Яша отдал бинокль командиру, скосил глаза туда, куда был обращен взгляд командира. В следующей воронке притаились две Тамары — Тамара-маленькая, Межигурская, и Тамара-большая, Шестакова, Дальше, в придорожной канаве, устроились другие партизаны. На баштане, где еще недавно зрели крутобокие рыжие дыни, замаскировался в окрпчике Петренко.

Все замерли. И тут Яша увидел ежика! Шурша ботвой, он направлялся прямо к их воронке.

— Смотрите, смотрите, кто спешит к нам! — Яша просиял, толкнул локтем в бок Еруслана.

— Ух ты! — удивился Еруслан. — Ежишка, босячок ты этакий! Никак на подмогу? Тикай, братец, тикай отсель живо! — Еруслан звонко щелкнул пальцами, затем приподнялся и бросил в ежика комочек земли.

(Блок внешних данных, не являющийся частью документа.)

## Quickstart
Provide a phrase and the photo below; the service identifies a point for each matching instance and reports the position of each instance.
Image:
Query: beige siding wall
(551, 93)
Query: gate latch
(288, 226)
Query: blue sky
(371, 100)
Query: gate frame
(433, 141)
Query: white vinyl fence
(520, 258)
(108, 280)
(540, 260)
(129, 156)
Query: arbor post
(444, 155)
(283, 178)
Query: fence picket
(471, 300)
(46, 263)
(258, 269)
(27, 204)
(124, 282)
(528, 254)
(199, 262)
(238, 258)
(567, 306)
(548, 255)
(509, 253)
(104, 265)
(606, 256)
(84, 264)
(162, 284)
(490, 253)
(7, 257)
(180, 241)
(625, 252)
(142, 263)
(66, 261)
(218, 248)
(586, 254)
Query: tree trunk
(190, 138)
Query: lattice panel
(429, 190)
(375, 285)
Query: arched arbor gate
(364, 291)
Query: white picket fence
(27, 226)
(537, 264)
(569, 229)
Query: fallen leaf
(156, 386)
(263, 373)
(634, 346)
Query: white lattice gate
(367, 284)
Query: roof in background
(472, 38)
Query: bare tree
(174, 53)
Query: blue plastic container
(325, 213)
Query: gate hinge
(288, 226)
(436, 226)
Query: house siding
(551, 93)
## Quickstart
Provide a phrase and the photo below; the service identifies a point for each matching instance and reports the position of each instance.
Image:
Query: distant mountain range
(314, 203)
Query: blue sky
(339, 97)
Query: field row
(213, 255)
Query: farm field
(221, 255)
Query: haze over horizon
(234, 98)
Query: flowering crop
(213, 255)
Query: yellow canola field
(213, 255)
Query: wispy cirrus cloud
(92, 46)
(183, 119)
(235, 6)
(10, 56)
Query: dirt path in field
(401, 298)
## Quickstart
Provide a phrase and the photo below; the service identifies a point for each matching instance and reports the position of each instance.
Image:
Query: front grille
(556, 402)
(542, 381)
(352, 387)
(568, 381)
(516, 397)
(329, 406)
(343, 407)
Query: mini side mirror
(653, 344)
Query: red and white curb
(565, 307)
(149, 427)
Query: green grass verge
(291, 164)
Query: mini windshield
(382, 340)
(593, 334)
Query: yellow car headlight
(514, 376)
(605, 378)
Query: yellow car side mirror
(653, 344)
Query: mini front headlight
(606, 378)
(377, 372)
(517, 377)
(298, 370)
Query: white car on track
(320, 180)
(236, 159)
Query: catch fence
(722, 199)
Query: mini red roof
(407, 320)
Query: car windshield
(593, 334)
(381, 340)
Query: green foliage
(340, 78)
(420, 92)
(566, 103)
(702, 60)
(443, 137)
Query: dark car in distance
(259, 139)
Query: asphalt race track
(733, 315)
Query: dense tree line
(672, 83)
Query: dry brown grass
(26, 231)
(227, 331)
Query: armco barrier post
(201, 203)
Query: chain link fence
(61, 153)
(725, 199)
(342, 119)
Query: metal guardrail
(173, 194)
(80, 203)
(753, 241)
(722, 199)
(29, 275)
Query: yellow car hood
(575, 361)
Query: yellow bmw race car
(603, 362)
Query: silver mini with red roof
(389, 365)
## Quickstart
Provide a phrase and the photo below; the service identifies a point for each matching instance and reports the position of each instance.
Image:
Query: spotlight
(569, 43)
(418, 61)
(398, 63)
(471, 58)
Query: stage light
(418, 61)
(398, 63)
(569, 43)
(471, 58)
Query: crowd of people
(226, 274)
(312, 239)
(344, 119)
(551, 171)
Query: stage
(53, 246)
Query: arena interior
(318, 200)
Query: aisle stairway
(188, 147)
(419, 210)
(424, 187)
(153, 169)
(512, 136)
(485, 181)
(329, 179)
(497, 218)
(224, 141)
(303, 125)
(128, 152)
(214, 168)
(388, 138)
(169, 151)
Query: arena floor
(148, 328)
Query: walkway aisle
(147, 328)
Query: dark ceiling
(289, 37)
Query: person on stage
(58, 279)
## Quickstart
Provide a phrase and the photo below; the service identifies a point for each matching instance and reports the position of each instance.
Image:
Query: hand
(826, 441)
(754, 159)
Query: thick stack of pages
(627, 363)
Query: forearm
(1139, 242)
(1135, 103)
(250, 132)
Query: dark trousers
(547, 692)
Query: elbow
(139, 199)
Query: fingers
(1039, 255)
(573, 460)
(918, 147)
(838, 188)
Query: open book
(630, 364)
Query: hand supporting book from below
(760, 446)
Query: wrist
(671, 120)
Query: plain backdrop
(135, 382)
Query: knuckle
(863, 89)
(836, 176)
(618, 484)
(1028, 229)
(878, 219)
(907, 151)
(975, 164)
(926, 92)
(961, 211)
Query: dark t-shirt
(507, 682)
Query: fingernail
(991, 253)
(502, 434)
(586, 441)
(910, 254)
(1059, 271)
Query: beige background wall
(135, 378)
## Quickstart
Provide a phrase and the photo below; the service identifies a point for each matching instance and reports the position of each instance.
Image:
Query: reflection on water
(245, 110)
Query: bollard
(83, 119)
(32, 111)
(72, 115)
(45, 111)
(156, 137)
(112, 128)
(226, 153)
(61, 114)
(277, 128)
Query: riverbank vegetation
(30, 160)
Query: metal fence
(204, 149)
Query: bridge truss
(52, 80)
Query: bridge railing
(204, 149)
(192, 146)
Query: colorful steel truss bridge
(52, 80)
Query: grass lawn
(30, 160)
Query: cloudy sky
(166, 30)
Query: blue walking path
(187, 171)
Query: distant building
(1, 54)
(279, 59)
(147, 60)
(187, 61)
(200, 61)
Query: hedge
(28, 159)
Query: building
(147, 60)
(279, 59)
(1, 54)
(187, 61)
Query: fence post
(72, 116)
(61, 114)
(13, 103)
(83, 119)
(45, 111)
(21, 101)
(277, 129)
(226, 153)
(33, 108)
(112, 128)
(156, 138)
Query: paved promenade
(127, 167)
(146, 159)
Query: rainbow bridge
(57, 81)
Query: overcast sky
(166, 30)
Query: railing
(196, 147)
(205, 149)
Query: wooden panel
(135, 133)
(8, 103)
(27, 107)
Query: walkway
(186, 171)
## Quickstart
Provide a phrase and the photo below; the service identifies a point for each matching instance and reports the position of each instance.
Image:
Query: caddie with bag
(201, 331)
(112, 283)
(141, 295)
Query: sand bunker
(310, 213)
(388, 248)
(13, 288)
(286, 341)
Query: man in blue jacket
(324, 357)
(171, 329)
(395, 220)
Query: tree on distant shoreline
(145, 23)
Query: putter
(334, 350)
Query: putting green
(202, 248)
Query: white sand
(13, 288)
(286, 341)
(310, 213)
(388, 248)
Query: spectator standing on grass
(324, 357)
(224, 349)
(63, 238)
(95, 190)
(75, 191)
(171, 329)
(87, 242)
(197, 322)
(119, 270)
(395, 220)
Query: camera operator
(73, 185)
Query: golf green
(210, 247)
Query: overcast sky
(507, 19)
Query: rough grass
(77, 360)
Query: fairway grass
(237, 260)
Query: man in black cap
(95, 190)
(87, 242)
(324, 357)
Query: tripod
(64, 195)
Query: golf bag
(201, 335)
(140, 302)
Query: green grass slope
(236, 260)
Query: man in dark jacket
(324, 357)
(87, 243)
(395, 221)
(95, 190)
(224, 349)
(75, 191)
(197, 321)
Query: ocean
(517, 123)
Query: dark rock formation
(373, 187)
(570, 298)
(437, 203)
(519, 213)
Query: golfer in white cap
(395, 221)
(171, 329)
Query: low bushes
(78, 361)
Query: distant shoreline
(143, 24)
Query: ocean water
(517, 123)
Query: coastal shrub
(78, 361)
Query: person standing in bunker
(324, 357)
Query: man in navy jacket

Зверек остановился, замер, постоял немного, словно и впрямь решал, как быть, потом повел мордочкой, недовольно фыркнул и, свернув в сторону, покатился на своих коротких невидимых ножках к ближней куче сухой ботвы…

— Человек шестьдесят, не больше, — нацелив бинокль на приближавшуюся колонну противника, определил Бадаев и негромко крикнул: — Приготовиться!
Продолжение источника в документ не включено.